高度情報通信ネットワークが発達した現代社会では、重要インフラの基幹システムに対してサイバー攻撃が実行された場合、国民生活や社会経済活動に甚大な支障が生じるおそれがある。サイバー攻撃は、コンピュータとネットワークへのアクセスが確保できれば、時と場所を選ばず実行が可能であるという特徴がある。こうした中、以下のような事例が発生しており、サイバーテロの脅威はますます現実のものとなっている。

図―24 サイバーテロと重要インフラ

事例〔1〕

平成22年9月、中国のハッカー集団である「中国红客联盟(こうきゃくれんめい)」と称する者が、尖閣諸島の中国領有権を主張する民間団体のウェブサイト上で、我が国の政府機関等に対してサイバー攻撃を行うよう呼び掛け、警察庁のウェブサイトに対してこれに関連したとみられるアクセスが集中し、閲覧困難な状態となった。

事例〔2〕

22年9月、イラン国営通信等は、同国の原子力発電所等のコンピュータ約3万台が、電力、ガス等の産業用システムを標的とする「スタックスネット」と呼ばれるコンピュータ・ウイルスに感染した旨報じた。我が国では、産業用システムにおける被害は確認されていないが、複数のコンピュータが感染したとみられる。

事例〔3〕

21年から22年にかけ、鉄道事業者等のウェブサイトが改ざんされ、ウェブサイト利用者のコンピュータがガンブラー・ウイルスに感染する事案が発生した。

コラム〔2〕 サイバーインテリジェンスの脅威

政府機関や民間企業において、情報を電子データとして保存することが一般的となっているところ、近年、これらの機関等に対する標的型メール攻撃が発生しており、サイバー空間における諜報活動であるサイバーインテリジェンスの脅威も現実のものとなっている。

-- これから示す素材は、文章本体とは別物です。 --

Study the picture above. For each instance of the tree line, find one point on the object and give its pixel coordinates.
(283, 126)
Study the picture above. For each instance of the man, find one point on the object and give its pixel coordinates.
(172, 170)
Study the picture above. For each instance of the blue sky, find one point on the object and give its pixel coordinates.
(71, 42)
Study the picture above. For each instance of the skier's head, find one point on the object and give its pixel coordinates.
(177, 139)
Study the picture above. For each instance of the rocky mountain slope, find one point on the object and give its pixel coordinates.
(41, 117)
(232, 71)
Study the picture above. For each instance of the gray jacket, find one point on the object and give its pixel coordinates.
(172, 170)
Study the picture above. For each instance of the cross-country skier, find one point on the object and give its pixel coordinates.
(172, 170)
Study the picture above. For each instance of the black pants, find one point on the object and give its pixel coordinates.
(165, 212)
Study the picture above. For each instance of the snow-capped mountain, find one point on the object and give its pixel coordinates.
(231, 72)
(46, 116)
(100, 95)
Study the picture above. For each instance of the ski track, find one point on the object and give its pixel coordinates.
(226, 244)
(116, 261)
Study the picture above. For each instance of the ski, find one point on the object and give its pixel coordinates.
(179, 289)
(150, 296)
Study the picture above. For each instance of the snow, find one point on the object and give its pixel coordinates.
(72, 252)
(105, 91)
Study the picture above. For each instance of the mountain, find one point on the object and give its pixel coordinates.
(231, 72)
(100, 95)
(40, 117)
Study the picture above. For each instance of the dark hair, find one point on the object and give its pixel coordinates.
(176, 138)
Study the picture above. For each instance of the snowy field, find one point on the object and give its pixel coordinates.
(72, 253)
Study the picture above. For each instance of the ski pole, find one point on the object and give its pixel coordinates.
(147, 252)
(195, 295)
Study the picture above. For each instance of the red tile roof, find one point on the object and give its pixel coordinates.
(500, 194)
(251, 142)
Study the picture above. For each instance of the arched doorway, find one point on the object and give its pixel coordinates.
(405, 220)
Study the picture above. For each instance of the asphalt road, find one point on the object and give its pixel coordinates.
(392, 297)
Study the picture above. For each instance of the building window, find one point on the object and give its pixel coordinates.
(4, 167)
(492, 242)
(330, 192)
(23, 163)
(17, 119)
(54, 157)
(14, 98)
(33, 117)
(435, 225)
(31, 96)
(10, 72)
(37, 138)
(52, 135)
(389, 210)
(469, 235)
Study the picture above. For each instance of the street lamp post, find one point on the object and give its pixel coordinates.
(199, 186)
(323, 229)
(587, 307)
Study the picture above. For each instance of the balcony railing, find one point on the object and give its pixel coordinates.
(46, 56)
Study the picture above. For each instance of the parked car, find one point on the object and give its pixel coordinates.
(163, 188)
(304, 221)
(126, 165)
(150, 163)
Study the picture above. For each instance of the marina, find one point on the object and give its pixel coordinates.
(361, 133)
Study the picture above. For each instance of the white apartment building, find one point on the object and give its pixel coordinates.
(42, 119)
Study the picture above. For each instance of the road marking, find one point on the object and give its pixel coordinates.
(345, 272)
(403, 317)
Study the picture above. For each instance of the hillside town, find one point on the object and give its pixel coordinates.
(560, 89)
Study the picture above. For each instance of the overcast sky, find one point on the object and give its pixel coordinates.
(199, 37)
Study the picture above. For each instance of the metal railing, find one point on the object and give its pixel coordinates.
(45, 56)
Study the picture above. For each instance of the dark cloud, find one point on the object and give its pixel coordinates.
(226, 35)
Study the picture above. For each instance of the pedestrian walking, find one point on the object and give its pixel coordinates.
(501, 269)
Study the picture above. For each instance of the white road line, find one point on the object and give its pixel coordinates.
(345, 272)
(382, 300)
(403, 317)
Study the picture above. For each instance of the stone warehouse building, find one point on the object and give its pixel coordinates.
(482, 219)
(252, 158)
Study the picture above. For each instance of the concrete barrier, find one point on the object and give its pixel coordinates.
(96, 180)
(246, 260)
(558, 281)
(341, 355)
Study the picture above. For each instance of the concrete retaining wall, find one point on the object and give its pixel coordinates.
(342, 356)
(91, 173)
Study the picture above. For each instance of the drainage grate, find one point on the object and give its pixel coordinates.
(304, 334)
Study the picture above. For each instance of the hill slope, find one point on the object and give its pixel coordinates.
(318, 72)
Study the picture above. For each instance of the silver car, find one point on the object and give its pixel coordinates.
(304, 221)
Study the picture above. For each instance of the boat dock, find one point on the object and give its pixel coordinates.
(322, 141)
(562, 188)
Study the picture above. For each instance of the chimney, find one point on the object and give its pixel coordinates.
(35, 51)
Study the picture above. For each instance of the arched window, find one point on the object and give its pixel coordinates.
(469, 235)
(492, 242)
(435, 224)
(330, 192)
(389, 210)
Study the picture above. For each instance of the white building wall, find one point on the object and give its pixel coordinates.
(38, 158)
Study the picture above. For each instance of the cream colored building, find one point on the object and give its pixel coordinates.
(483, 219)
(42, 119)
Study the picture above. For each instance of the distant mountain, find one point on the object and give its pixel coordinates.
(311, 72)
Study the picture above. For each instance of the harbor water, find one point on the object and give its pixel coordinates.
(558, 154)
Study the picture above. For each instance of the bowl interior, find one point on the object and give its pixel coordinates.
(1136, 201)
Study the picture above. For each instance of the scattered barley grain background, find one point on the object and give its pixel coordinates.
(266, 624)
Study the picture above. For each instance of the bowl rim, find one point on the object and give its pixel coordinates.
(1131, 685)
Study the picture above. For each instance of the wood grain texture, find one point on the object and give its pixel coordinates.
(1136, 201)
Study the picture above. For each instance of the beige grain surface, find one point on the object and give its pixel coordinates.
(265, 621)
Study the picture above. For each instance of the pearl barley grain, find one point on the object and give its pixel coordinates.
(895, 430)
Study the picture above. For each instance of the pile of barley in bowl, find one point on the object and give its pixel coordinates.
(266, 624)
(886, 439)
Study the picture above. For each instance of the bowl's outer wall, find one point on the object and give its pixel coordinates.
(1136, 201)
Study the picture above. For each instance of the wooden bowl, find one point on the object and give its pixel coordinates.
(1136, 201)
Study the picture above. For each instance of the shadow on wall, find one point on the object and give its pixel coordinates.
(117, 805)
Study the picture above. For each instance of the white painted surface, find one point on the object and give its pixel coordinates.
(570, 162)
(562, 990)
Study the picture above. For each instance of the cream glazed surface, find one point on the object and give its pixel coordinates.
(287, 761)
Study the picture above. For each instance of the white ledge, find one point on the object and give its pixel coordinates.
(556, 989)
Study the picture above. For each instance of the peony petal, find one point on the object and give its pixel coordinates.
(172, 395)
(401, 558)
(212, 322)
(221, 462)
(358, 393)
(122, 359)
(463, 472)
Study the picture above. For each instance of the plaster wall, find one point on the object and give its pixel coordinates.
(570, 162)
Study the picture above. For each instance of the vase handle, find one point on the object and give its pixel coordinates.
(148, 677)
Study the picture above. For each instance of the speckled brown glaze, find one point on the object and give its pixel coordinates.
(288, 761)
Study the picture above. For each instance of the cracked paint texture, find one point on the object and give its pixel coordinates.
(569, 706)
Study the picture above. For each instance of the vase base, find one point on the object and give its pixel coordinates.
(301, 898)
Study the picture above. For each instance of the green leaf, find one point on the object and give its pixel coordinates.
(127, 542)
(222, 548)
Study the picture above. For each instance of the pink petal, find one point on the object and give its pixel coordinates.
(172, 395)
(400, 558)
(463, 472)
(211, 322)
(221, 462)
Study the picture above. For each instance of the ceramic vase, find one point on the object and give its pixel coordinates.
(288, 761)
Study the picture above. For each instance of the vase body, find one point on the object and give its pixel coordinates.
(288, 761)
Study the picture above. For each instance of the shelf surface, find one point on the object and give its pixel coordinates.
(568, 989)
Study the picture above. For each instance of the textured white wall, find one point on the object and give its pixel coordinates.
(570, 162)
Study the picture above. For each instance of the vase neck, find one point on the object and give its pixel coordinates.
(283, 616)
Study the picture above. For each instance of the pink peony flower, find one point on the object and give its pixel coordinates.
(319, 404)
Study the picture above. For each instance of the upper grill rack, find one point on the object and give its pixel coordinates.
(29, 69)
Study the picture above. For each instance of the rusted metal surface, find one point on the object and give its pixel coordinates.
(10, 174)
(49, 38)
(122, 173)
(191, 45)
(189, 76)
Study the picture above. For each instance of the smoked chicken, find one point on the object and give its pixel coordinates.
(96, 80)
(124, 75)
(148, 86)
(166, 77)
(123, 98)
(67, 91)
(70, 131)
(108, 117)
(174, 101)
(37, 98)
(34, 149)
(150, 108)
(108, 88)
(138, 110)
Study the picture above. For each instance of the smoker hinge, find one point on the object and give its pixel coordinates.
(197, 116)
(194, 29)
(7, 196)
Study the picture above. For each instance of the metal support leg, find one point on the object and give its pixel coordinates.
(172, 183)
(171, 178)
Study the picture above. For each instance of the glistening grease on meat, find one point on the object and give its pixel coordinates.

サイバーインテリジェンスにより機密情報が窃取されると、我が国の治安、外交や安全保障に重大な影響が生じるおそれがある。また、重要インフラの基幹システムの設計やぜい弱性に関する情報が窃取された場合、それらを悪用して、サイバーテロが実行されるおそれもある。警察では、こうした活動の実態解明に努めるとともに、違法行為に対しては厳正な取締りを行うこととしている。